Once, long ago, part of your responsibility as a card collector was checking off boxes. It was your duty to put pen to cardboard.
Each card set featured set checklists almost every year. But then, in the 1970s, team checklists began to appear. I don't know whether team collecting suddenly became the thing to do in the '70s, but Topps finally recognized it for the first time that decade with its team-specific checklists.
From 1975 to 1981, Topps issued team photo cards that also displayed a checklist on the back:
Look how neat I was in 1977. But this is the exception rather than the rule.
I particularly like the '77 team checklists, because they listed the players' uniform number for the first time -- or at least the first time since I started collecting.
The first team checklists that I marked up were from the first set with team checklists, the 1975 Topps set. I don't have very many of those left in their original state. I'm not sure what happened to them all.
The following year, 1976, I was a good little collector and scribbled in the boxes again. I think I have a few of those still around. But I'm upgrading and trying to complete the set, so they're stashed in an unknown box right now.
The 1977 set is a good one to show my young handiwork. I have barely updated this set and almost every card that I have in the binder are the same cards I first collected as an 11-year-old. I'm not going to repeat that wonderful year in my collecting life. But for a detailed description, go here.

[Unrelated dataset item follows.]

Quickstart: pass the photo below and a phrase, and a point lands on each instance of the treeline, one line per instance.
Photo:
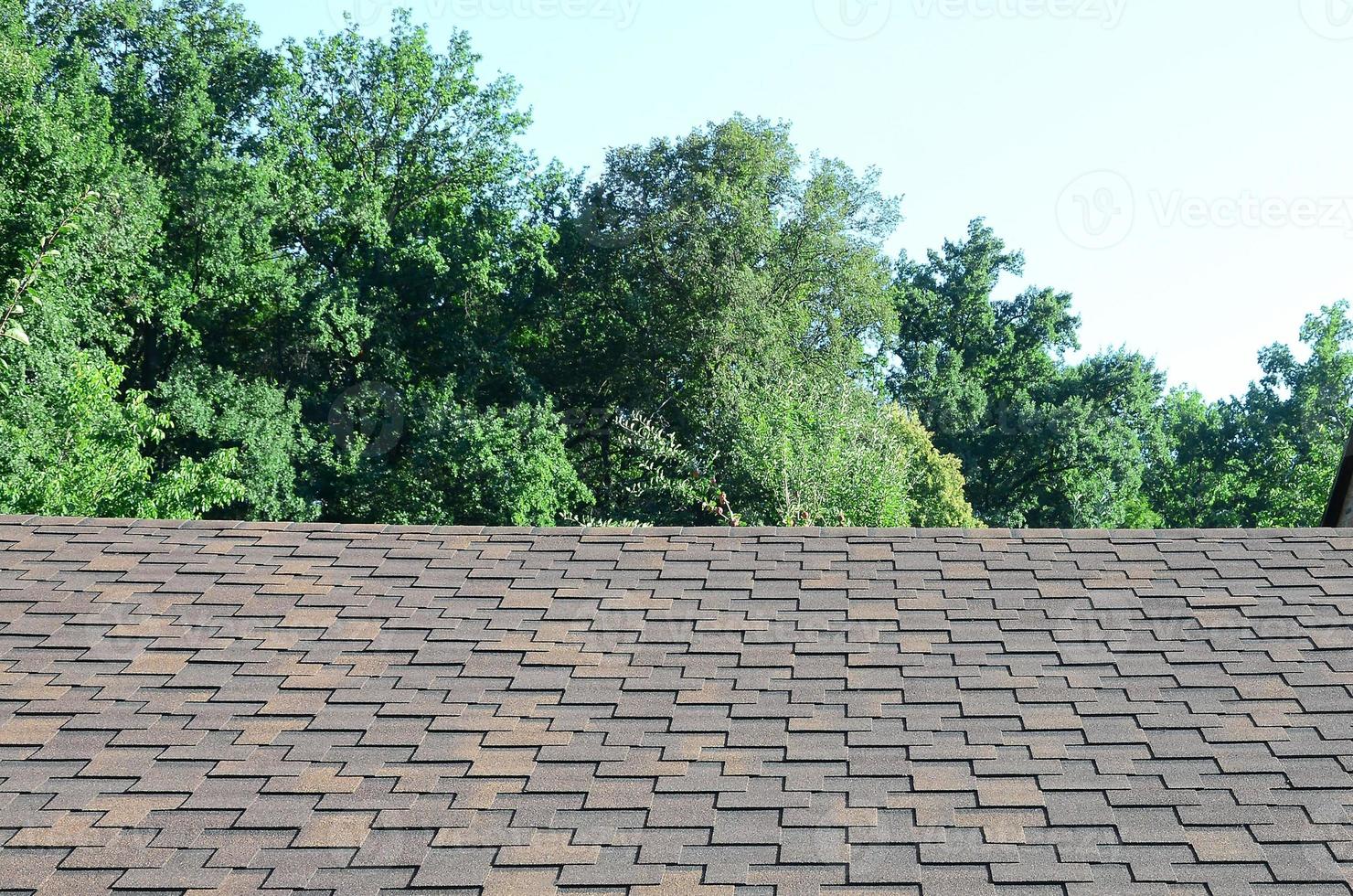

I really beat the crap out of my '77 cards. Most of my team cards from that set are just as worn as the player cards, but the team cards show their wear on the back, too:
That is more typical of what my checklists looked like in the late 1970s. Scribbling in the squares, different colors of ink, erasure marks, lines and other scribblings on the side.
But there was somewhat of a method to my scribblings. A child's team-checklist code. I will attempt to explain it with the Rangers checklist:
First, the different color inks don't mean anything. I probably happened to have a red pen one time and a blue pen another time, that's all.
You can see I attempted to erase boxes that I had previously marked with players like Roy Howell and Dave Moates. That means I no longer had the card. I either traded it away, or as in the case of Moates -- who was on one of those four-player rookie cards -- I cut up his card to create mini cards of Moates and the three other guys on the card.
Pen doesn't erase too well, so there is also a line next to the boxes of those players. The line told me that I didn't have that card anymore.
Sometimes I lost the card and then regained it again. So I would scribble out the line, as with the Steve Foucault card, to signify that I had the card.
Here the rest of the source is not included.